Hinsichtlich der Höhe des bestehenden Anspruchs folgt die Kammer allerdings der Auffassung des Beklagten, dass hier eine Kilometerpauschale vom 0,10 EUR pro Kilometer angesetzt werden kann (so auch in einem vergleichbaren Fall: LSG Niedersachsen-Bremen, Beschluss vom 06.09.2012, Az.: L 11 AS 242/12 B ER und § 3 Abs. 7 der ALG II- Verordnung für private Fahrten eines betrieblich genutzten PKW). Tatsächliche höhere Kosten hatte die Klägerin auch nicht nachgewiesen. Bei einer einfachen Fahrstrecke von Vienenburg bis Hameln von 118 km ergeben sich danach für die Hin- und Rückfahrt Fahrtkosten in Höhe von jeweils 23,60 EUR (118 x 2 = 236 km pro Fahrt x 0,10 EUR).
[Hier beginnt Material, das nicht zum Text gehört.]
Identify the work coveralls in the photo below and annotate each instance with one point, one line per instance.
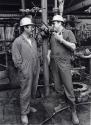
(26, 59)
(60, 64)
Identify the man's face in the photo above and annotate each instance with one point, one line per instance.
(29, 29)
(57, 25)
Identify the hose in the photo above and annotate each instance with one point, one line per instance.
(60, 110)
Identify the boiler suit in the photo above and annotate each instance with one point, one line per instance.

Für die Fahrten vom 22.05.2012, 08.06.2012, 20.06.2012, deren Kosten die Klägerin im Rahmen ihres Antrags nach § 44 SGB X geltend machte, ergeben sich so Gesamtkosten in Höhe von 70,80 EUR (23,60 EUR x 3). Für die weiteren Fahrten vom 04.07.2012, 25.07.2012, 08.08.2012, 22.08.2012, 07.09.2012, 28.09.2012, 12.10.2012, 02.11.2011, 16.11.2012 und 01.12.2012, die die Klägerin als Ergänzung zu ihrem Weiterbewilligungsantrag geltend machte, ergeben sich hieraus 236,00 EUR (23,60 EUR x 10).
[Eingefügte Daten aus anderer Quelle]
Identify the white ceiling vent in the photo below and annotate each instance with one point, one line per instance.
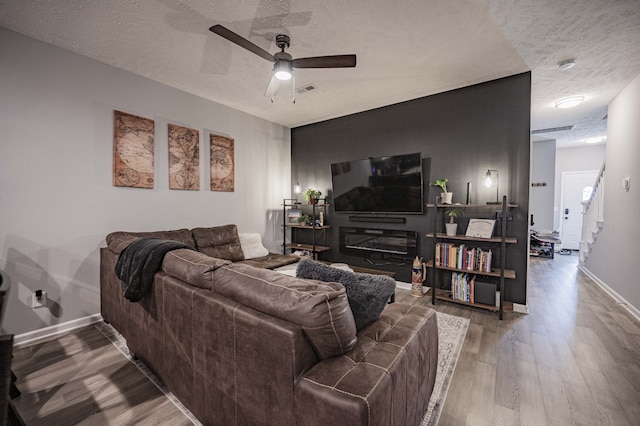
(553, 129)
(306, 88)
Entgegen der Auffassung des Beklagten kann die Klägerin hier auch die gesamten Fahrtkosten als eigenen Anspruch geltend machen, weil der geltend gemachte Mehrbedarf - anders als etwa die Kosten der Unterkunft - nicht nach dem Kopfteilprinzip aufzuteilen ist. Ohnehin waren die Fahrtkosten allein bei der Klägerin als Fahrerin entstanden.

Aus der Rechtswidrigkeit des streitgegenständlichen Bescheids ergibt sich auch die Verletzung der Klägerin in eigenen Rechten, § 54 Abs. 2 S. 1 SGG.

Nach alledem war der Klage zu entsprechen.

Die Kostenentscheidung ergeht nach § 193 SGG.

Die Berufung bedarf hier der Zulassung, weil der Wert des Beschwerdegegenstandes 750,00 EUR nicht erreicht, § 144 Abs. 1 Nr. 1 SGG. Gründe für die Zulassung sind nicht ersichtlich.